2) eat breakfast before work

3) get out of the office for lunch, maybe even have a beer with friends, once
in a while

4) stand up for yourself while at work -- challenge silly tasks and try to
delegate 'crap' work

5) get a medical checkup

------
junkri
4-5 years ago I had the same problem, I even fell asleep in front of the
computer at work! My solution is really simple: huge dose of vitamin. I use
"Scitec Multi Pro Plus" as my daily vitamin since then, and it works like a
charm.

------
abledon
Try learning a form of relaxing moving meditation : tai-chi, or qi-gong.
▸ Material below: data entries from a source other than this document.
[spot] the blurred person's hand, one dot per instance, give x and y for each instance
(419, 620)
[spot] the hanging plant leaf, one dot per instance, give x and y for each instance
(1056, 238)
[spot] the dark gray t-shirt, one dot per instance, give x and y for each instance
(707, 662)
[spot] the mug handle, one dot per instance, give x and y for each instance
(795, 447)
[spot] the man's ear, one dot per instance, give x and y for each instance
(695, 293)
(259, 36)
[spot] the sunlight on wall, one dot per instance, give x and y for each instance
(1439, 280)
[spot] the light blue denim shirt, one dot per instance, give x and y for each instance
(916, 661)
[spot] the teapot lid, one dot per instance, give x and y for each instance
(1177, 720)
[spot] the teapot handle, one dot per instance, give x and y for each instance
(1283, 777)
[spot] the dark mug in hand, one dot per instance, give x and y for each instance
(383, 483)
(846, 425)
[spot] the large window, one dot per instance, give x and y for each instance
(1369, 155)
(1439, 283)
It helps you to relearn to relax your parasympathetic nervous system, which
might get 'jammed' in the day being stuck at a desk for 6+ hours.

------
s_kilk
my fatigue improved greatly once I improved my diet. Eat less sugar, get some
fresh fruit and veg, take a probiotic of some kind. Nothing too drastic, but
it makes a big difference

------
oweiler
What has helped me was working on side projects during my commute.

------
pullo
a) think about changing your job or even career. b) If you dont think the
fatigue is work related, you need to find a hobby and or a relationships that
help you feel energized. c)For many people work is not calling , but a means
to a good life, and that is OK. d)And regardless of what fatigues you ,take
frequent breaks. Make it a point to go on vacations. Sometimes, being away
from things helps to see them clearer.

------
Anand_S
You may not be getting enough sunlight (Vitamin D). It is very common in such
professions.

------
bewe42
walking home if possible. Some time ago I figured that I need around 45
minutes to completely disconnect and refresh from an intense day of work.